Oltre, dunque, a tutto questo parlare, ricordare e raccontare (che non occupa, comunque, una piccola percentuale del libro: forse un 60%), l'altra cosa buona di Siamo tutte delle gran bugiarde è l'idea in sé: ovvero quella di scrivere una biografia di Poli in forma d'intervista. Ovviamente, in questi casi, ottima cosa e di buon gusto è che l'intervistatore, in pratica scompaia: una breve intelligente prefazione, e poi brevissime opportune domandine e lunghe pagine di polidivagazioni (e qui la bravura dell'intervistatore e curatore starebbe, appunto, nella capacità di montare il materiale sbobinato a sua disposizione in modo da eclissarsi il più possibile: scompaio dunque sono). Il buon Giovanni Pannacci, invece, purtroppo, ha sentito una impellente necessità di intervenire, con una frequenza anche di tre o quattro volte a pagina, per commentare le parole di Poli, parafrasarle, spiegarle, postillarle e comunicare, quasi sistematicamente, a uso e consumo di un presunto interesse del lettore, quali siano state le sue reazioni alle parole medesime. Una tecnica che, in chi legge, sortisce un effetto quantomeno onanistico: più o meno come leggere un libro di Henry Miller curato (con centinaia di note a pie' di pagina) da Suor Germana o vedere Zelig di Woody Allen con Roberta di Radio Maria che, dopo ogni sequenza, lo ferma per dire se a lei ha fatto ridere o meno e perchè. Come prendere il diavolo e, a intervalli regolari, rovesciargli addosso, dall'alto, un bacile d'acqua santa.

A Poli, si sa, non piacciono né le definizioni né gli specchi. E Pannacci che fa? Diciamo che passa il suo tempo a definirlo e a piazzarlo di fronte a specchi. Poli è il teatro e l'intervistatore l'antiteatro, Poli è I fiori di Palazzeschi e l'intervistatore è un romanzo di Carolina Invernizio, Poli è la vita e l'intervistatore è un incrocio fra il vecchio professor Spencer del giovane Holden e il Frate Timoteo della Mandragola, Poli è un palloncino colorato e l'intervistatore uno spillo.

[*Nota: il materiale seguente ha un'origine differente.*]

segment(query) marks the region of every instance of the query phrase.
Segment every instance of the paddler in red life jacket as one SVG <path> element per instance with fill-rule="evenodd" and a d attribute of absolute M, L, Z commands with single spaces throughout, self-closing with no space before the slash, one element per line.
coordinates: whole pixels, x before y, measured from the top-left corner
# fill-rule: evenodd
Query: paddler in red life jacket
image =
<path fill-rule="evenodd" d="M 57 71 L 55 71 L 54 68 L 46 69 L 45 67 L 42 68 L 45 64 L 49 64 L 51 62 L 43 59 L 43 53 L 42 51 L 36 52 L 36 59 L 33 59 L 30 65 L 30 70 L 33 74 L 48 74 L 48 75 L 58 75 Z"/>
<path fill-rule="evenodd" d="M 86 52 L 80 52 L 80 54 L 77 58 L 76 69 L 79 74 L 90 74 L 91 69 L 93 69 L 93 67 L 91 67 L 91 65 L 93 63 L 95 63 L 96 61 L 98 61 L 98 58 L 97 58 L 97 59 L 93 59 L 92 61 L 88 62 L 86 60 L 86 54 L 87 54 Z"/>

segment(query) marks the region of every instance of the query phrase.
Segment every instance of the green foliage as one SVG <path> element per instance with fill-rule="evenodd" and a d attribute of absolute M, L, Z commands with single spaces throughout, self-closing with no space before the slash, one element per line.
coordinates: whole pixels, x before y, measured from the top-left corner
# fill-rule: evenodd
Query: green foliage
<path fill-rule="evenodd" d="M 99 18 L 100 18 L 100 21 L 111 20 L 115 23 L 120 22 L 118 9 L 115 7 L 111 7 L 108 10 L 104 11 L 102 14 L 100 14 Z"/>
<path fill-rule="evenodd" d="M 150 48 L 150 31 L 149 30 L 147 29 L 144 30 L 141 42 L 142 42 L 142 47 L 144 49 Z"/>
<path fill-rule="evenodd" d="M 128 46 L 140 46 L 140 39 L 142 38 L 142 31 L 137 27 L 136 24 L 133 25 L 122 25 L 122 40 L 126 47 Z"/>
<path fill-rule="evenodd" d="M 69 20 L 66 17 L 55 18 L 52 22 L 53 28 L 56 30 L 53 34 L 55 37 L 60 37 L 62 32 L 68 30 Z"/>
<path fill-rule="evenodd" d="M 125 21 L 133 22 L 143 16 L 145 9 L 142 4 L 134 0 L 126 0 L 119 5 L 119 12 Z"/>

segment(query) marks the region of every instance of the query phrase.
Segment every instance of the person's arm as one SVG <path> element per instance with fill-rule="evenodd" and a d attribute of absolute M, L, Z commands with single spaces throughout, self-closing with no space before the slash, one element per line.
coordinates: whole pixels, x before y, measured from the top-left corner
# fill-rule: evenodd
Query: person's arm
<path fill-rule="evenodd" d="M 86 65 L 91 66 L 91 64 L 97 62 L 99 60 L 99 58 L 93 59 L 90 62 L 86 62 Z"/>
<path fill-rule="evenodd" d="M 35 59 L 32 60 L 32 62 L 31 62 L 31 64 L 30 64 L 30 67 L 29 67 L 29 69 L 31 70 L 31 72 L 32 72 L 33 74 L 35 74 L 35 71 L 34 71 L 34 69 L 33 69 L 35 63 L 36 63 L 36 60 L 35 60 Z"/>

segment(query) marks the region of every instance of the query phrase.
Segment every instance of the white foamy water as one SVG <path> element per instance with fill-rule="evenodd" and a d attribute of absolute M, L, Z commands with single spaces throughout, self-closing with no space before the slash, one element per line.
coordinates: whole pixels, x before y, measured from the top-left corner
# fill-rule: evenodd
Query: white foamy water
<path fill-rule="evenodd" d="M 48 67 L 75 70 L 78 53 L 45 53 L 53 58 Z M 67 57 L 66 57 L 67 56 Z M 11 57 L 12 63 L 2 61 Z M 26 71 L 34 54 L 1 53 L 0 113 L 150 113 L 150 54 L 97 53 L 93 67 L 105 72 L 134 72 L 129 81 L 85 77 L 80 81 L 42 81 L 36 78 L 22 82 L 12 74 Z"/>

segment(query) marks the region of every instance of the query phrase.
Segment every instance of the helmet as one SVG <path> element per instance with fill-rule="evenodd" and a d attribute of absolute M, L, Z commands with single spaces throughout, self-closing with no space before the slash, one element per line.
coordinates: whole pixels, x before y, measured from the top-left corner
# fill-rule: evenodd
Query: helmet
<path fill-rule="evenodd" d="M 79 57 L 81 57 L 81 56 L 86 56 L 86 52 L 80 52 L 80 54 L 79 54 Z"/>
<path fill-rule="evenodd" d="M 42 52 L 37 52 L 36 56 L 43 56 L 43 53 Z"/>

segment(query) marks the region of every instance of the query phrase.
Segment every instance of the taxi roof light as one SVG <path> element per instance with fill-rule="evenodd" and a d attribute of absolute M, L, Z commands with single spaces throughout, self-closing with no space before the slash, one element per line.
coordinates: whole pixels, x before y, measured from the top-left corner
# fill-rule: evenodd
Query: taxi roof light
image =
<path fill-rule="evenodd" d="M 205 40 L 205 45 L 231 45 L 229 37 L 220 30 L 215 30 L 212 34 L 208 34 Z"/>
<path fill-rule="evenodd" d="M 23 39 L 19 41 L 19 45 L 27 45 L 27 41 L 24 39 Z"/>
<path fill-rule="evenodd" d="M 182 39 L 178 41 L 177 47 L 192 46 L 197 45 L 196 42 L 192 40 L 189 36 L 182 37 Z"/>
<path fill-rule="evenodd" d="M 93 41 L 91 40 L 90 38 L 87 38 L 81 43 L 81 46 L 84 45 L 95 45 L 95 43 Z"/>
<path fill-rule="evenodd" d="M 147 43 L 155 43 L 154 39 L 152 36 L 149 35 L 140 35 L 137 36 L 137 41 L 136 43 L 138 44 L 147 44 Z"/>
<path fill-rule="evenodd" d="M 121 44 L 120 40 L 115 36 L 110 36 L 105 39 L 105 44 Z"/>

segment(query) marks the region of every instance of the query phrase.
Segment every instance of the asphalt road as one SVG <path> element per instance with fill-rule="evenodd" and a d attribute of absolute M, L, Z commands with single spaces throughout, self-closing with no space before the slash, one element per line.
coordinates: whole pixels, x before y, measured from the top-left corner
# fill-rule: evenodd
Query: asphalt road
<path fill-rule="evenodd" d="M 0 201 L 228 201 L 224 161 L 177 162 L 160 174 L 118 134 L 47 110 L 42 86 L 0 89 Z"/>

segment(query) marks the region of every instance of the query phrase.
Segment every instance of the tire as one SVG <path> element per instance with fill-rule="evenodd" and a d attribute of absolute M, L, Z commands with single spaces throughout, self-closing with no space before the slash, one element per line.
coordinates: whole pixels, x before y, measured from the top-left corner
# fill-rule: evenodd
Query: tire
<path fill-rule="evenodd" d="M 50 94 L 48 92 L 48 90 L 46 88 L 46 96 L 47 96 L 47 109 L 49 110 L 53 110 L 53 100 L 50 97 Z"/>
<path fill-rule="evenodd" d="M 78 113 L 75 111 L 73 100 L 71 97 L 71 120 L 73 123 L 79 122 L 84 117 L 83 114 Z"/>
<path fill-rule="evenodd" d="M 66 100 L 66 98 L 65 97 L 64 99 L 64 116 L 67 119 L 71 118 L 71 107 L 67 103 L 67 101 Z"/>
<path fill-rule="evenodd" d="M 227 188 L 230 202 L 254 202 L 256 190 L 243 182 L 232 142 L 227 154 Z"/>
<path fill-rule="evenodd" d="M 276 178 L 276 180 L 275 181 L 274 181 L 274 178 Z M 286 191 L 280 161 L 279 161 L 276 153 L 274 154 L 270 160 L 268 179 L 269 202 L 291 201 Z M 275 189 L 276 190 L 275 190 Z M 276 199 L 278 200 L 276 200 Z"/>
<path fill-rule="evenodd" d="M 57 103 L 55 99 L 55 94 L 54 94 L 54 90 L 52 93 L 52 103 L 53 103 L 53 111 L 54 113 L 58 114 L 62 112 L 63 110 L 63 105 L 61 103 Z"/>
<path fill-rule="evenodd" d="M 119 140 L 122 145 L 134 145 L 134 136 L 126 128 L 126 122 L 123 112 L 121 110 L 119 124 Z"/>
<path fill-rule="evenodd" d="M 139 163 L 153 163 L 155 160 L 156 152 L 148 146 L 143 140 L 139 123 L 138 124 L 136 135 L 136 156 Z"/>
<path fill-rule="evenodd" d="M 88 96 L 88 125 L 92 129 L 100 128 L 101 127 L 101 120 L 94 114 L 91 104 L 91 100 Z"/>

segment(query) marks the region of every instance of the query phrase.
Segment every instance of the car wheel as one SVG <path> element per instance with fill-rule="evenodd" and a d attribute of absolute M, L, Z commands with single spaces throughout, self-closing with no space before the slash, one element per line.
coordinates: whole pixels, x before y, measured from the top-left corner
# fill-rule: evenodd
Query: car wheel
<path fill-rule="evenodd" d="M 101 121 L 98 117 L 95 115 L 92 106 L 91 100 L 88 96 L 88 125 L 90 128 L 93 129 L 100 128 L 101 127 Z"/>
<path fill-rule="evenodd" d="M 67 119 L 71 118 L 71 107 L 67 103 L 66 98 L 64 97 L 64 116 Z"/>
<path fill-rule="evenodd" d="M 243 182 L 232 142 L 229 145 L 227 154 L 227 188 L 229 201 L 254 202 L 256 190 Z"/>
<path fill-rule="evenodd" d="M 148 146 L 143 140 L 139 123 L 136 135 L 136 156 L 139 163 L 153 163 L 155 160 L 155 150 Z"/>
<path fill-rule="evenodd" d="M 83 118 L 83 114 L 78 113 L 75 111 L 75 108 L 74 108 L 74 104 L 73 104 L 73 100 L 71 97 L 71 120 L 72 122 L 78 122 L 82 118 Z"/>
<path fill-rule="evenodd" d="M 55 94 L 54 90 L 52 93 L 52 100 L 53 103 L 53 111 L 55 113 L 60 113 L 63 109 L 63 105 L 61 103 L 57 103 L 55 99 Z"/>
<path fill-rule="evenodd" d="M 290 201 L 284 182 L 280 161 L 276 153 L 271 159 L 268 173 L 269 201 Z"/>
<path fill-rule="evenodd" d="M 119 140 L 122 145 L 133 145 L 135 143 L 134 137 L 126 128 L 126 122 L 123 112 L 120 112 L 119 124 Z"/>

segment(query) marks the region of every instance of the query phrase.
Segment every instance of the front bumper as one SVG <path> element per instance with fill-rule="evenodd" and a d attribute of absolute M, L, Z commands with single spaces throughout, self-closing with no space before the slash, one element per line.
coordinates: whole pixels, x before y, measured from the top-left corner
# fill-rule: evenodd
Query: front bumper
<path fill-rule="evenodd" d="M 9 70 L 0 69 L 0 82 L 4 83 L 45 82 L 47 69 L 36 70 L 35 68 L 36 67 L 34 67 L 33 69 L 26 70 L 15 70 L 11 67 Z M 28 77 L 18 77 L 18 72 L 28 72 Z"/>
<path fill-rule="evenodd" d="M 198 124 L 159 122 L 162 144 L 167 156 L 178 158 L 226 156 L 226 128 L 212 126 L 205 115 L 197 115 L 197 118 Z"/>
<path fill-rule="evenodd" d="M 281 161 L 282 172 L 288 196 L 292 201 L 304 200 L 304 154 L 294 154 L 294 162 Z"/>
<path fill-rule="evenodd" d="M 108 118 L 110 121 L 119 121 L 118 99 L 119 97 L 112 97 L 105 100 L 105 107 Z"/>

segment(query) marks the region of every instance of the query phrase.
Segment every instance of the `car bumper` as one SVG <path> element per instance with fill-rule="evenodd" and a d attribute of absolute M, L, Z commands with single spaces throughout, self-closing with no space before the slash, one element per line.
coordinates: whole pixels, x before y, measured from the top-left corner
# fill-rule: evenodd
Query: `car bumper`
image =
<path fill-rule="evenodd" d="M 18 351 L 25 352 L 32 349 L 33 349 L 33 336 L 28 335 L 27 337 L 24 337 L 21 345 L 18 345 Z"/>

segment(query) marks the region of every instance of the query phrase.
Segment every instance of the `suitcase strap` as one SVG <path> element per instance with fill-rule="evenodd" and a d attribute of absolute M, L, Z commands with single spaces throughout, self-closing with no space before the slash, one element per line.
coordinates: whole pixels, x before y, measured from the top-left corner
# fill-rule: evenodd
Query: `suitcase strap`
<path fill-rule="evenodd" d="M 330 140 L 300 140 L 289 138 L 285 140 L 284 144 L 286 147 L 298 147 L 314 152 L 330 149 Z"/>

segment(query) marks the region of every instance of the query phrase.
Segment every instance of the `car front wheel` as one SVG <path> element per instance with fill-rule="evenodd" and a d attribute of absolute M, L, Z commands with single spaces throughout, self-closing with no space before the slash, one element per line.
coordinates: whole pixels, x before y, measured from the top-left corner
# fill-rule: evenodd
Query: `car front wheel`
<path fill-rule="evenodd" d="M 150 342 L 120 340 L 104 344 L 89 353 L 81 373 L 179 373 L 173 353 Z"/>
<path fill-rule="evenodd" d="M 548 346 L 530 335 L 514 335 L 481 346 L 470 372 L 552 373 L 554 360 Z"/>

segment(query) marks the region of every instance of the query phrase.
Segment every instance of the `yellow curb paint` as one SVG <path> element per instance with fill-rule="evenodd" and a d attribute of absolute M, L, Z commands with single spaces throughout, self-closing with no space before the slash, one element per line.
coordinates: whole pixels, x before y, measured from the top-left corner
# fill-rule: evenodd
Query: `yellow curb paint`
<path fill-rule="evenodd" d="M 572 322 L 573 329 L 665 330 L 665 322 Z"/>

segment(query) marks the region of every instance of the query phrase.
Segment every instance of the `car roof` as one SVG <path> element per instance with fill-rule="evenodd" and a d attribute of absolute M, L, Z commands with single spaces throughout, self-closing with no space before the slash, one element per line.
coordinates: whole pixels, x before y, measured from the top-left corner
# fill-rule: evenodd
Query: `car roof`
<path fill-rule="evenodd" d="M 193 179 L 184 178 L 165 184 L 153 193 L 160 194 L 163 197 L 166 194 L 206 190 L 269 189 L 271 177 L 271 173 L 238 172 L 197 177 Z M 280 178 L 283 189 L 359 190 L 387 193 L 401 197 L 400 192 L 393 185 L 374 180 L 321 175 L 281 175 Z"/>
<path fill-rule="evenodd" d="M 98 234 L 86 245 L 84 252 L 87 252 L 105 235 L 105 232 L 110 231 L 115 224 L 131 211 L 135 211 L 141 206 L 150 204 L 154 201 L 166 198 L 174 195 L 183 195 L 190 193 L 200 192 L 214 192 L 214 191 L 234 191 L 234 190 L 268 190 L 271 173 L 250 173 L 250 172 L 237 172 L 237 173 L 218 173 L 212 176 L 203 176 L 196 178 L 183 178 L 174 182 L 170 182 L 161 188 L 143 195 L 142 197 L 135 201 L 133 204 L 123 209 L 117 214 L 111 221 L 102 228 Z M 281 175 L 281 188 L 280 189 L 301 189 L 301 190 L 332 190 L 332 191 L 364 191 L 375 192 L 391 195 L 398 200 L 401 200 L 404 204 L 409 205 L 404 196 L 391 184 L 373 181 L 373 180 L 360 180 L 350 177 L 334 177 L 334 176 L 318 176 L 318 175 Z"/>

Leggere questo libro, perciò, ci ha fatto venire la voglia di leggerne un altro, simile, con Paolo Poli che, però viene lasciato molto parlare a briglie sciolte. E speriamo, davvero, a qualcuno venga l'idea di farlo. Il lettore, così, potrà procedere tranquillo e beato senza la paura di dover sbattere di continuo contro inutili, perentorie e urtanti glosse: fra l'altro, da quanto ci sembra di aver appreso da un'intervista rilasciata da Poli in televisione, il libro è uscito in pratica senza una sua preventiva supervisione. Bellissimo, nel volumetto (95 pp.), comunque, l'apparato iconografico.